An American discovers preferential voting


Americans who are distressed by their election system often hold up Australia as the paragon of electoral fairness. When they turned to secret ballots in the nineteenth century they referred to this innovation as the “Australian ballot”, even though when we introduced it in 1856 we were a couple of thousand years behind the Greeks and Romans.

They often wish they had compulsory voting, which would go some way towards eliminating voter suppression tactics, and they envy our independent national Australian Electoral Commission (established as an independent statutory commission by the Whitlam government).

These would be useful reforms in the USA, but American reformers give less attention to our use of preferential voting – generally known in the rest of the world as “ranked-choice voting”. Without preferential voting our Parliament today would look more like the highly polarized American Congress and the UK House of Commons, where “first-past-the-post” voting systems make it almost impossible for independents and new parties to break the two-party duopoly, and established parties, particularly those on the right, drift towards ideological extremes.
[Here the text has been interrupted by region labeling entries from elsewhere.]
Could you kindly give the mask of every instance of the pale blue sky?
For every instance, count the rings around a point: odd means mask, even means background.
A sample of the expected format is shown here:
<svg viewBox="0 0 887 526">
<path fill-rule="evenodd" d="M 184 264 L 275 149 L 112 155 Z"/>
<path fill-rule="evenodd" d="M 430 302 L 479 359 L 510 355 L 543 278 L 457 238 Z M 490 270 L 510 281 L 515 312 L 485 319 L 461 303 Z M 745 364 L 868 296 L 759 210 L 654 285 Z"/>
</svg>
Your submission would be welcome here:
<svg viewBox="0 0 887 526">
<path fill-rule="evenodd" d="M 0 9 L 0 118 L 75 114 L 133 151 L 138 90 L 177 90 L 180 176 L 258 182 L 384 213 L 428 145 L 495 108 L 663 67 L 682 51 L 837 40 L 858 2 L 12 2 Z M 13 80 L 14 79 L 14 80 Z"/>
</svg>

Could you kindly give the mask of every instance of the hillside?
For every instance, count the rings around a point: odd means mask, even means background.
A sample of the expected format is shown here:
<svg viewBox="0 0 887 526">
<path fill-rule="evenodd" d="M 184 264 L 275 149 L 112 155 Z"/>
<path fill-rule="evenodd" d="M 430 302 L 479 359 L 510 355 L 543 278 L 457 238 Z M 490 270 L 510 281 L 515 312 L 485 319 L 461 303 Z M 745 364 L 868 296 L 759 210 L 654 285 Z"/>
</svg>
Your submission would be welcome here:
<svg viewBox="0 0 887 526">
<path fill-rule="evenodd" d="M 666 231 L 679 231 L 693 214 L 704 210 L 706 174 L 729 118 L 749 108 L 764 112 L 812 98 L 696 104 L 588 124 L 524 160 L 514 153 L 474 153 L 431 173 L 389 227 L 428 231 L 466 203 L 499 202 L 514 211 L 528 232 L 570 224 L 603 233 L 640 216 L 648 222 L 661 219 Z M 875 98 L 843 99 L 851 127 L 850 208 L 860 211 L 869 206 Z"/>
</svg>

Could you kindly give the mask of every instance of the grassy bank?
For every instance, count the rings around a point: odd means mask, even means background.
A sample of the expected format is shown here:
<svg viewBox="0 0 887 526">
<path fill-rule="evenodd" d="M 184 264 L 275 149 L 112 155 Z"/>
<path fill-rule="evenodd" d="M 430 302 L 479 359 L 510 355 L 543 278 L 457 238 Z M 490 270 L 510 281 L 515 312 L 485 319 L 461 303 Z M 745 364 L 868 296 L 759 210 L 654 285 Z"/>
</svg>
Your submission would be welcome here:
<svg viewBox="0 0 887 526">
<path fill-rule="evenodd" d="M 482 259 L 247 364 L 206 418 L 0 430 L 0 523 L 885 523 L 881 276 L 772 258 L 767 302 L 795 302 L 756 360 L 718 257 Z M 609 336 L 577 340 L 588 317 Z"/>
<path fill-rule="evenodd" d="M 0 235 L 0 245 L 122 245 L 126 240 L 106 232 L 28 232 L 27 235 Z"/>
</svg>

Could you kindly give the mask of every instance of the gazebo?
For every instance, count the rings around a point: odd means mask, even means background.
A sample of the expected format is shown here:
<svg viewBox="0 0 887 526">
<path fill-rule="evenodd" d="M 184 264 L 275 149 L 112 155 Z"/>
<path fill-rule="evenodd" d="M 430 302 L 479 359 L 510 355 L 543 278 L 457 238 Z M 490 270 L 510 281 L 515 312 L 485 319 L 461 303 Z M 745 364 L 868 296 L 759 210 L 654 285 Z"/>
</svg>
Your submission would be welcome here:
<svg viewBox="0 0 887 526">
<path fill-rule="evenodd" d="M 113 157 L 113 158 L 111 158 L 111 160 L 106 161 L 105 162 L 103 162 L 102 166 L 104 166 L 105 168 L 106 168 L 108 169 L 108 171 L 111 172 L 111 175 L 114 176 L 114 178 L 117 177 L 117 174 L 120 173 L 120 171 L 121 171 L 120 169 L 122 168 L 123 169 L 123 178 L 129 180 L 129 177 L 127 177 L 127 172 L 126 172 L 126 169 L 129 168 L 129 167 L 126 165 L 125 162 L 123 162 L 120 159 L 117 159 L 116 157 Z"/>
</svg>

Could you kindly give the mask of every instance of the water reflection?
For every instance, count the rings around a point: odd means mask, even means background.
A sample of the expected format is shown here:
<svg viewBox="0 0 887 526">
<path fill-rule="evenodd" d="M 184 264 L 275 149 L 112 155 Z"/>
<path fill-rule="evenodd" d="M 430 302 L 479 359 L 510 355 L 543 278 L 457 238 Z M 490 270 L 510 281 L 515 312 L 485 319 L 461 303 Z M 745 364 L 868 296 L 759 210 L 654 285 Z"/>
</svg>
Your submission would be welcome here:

Ranked choice isn’t the only system that allows independents and new parties to become established. Many countries have some form of proportional representation (as we have in the Senate and in the ACT and Tasmania). Many have two-round voting systems for presidents, requiring a two-candidate runoff if no candidate achieves 50 percent in the first round. But the USA, the UK and Canada stand out as large democracies without any of these provisions, and where the divisive first-past-the-post voting system is strongly established.

So it is refreshing to find that Robert Reich has taken up a campaign among American liberals for ranked-choice voting, in a 4-minute YouTube video – Say goodbye to lesser of two evils voting.

These days the case for ranked-choice voting is generally made by liberals or others on the left of the political spectrum, but it is notable that it was introduced to Australia by the conservative Hughes government, because the right was represented by two parties – the Country Party and the Nationalist Party – while the more united left was represented by the Labor Party.

None of our voting systems, envied by Americans, are constitutionally enshrined. There is the ever-present risk of Labor and the Coalition, feeling pestered by small parties and independents, combining to do away with preferential voting.